Unsicherheit in der Nato
Eklat bei der Nato: Finnland und Schweden haben ihren Mitgliedsantrag eingereicht. Doch die Türkei hat die anstehenden „historischen“ Beitritts-Gespräche sofort blockiert. Mit der Einheit im Bündnis ist es offenbar doch nicht so weit her – mit der Sicherheit auch nicht.
Kremlchef Putin hat sich getäuscht – die Nato ist stärker und entschlossener denn je: So lautet der offizielle Spin in Brüssel. Er mischt sich mit einer gehörigen Portion Schadenfreude. Statt die Nato von Russland fernzuhalten, rücke sie ihm nun, mit dem Beitritt Finnlands und Schwedens, noch mehr auf die Pelle.
Tatsächlich weitet sich bald die Landgrenze zu Russland aus – um satte 1300 Kilometer, die Finnland mit seinem östlichen Nachbarn teilt. Doch das bedeutet nicht unbedingt einen Gewinn für die Nato. Im Gegenteil: Die neue Nordfront wird größer – und schwerer zu sichern.
Auch sonst sieht es nicht gut aus mit dem Sicherheitsversprechen der weltgrößten Militärallianz. Der Ukraine hat sie nur Unglück gebracht. Ohne den Nato-Beitrittswunsch in Budapest 2008 wäre es womöglich nie zum Krieg mit Russland gekommen, wie eine Expertin sagt.

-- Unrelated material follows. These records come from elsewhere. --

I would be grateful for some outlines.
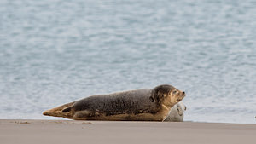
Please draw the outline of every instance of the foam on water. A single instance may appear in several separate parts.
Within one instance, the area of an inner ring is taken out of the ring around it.
[[[255,123],[253,0],[0,1],[0,118],[170,84],[187,121]]]

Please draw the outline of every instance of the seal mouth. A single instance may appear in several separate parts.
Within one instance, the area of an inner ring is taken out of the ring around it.
[[[182,101],[183,99],[177,99],[176,101],[178,102],[178,101]]]

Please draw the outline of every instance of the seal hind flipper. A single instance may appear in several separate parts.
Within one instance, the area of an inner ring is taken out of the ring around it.
[[[72,108],[72,107],[69,107],[64,108],[64,109],[62,110],[62,112],[70,112],[70,111],[71,111],[71,108]]]
[[[43,112],[43,114],[46,115],[46,116],[63,117],[63,118],[72,118],[74,112],[71,112],[71,107],[74,103],[75,103],[75,101],[67,103],[62,106],[49,109],[49,110],[46,110]],[[62,111],[64,111],[64,110],[66,110],[67,112],[63,112]],[[69,111],[67,111],[67,110],[69,110]]]

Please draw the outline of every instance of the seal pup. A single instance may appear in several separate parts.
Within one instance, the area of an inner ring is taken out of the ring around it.
[[[184,112],[187,110],[187,107],[183,102],[178,102],[174,105],[165,122],[183,122],[184,118]]]
[[[185,92],[169,84],[89,96],[44,112],[77,120],[163,121]]]

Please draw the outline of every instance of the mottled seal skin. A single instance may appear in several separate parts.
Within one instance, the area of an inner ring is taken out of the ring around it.
[[[185,92],[169,84],[99,95],[44,112],[44,115],[80,120],[163,121]]]
[[[174,105],[165,122],[183,122],[184,118],[184,112],[187,110],[187,107],[183,102],[178,102]]]

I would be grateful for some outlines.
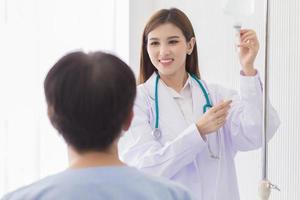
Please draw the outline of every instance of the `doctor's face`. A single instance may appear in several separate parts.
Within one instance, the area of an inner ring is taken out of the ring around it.
[[[193,50],[194,38],[187,42],[182,31],[171,23],[159,25],[147,38],[148,55],[160,75],[185,73],[186,56]]]

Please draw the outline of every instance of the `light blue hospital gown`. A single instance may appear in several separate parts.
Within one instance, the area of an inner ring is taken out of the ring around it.
[[[2,200],[190,200],[181,185],[127,166],[68,169],[23,187]]]

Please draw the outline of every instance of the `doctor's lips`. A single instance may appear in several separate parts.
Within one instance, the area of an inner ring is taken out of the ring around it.
[[[173,61],[174,61],[173,58],[159,59],[159,62],[160,62],[162,65],[169,65],[169,64],[171,64]]]

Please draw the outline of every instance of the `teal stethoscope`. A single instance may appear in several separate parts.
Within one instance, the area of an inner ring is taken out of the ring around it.
[[[208,92],[206,91],[206,89],[203,86],[203,84],[201,83],[201,81],[194,74],[190,74],[190,76],[198,83],[198,85],[201,88],[202,93],[205,97],[206,103],[203,106],[203,113],[205,113],[207,111],[207,109],[209,109],[213,106],[213,104],[212,104],[211,100],[209,99]],[[155,94],[155,128],[152,131],[152,136],[157,141],[159,141],[162,136],[162,133],[161,133],[161,130],[160,130],[159,124],[158,124],[159,123],[159,108],[158,108],[158,81],[159,81],[159,79],[160,79],[160,76],[157,73],[156,80],[155,80],[155,90],[154,90],[155,91],[154,92],[154,94]],[[207,143],[207,144],[208,144],[208,150],[209,150],[210,156],[212,158],[219,159],[219,156],[214,155],[212,153],[209,143]]]

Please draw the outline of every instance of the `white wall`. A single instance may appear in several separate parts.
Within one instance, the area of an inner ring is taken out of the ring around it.
[[[132,0],[130,18],[129,63],[138,71],[140,38],[146,20],[161,8],[177,7],[190,18],[197,37],[200,72],[210,83],[238,89],[240,66],[233,47],[233,19],[222,13],[222,0]],[[255,13],[244,21],[245,28],[255,29],[260,41],[256,67],[264,76],[265,1],[256,0]],[[270,78],[273,106],[282,125],[269,143],[269,179],[281,192],[272,192],[270,199],[300,199],[300,3],[298,0],[270,1]],[[222,70],[222,73],[219,73]],[[242,200],[258,199],[261,174],[260,151],[239,153],[236,157]]]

Es war eine Entscheidung von US-Präsident George W. Bush und Vizepräsident Dick Cheney, und zwar nicht nur gegen den Rat der Geheimdienste – ich war ja damals National Intelligence Officer und weiß es daher mit Sicherheit –, sondern auch gegen den Rat vieler wichtiger Beamter, die den Schritt für einen Fehler hielten. Das Resultat ist bekannt: Wir bekamen die schlechteste aller vorstellbaren Lösungen.
Fiona Hill in Karenina
Aus dem Ukraine-Desaster hat die Nato bis heute keine Lehren gezogen. Man tut einfach so, als habe man damit nichts zu tun – und holt sich neue Mitglieder.
Doch selbst Schweden und Finnland können den nun geplanten und mit viel Vorschußlorbeeren gefeierten Beitritt nicht genießen. Denn die Türkei hat ein Veto eingelegt.
Beide Kandidaten wollten mit der Unterstützung von „Terrororganisationen“ weitermachen, aber gleichzeitig die Zustimmung der Türkei für eine Nato-Mitgliedschaft, bemängelte Sultan Erdogan. „Das ist milde ausgedrückt ein Widerspruch.“
Das sind wirre Worte, mit denen Erdogan wieder einmal seine islamistische und imperialistische Politik im Nordirak und in Syrien bemänteln will. Aber sie könnten eine Nato-Krise einlösen. Denn niemand weiß, was Erdogan wirklich will.
Geht es um die Auslieferung von kurdischen Aktivisten? Um Waffen aus den USA? Um ein Bekenntnis der Allianz zum türkischen Einmarsch in den Kurdenregionen?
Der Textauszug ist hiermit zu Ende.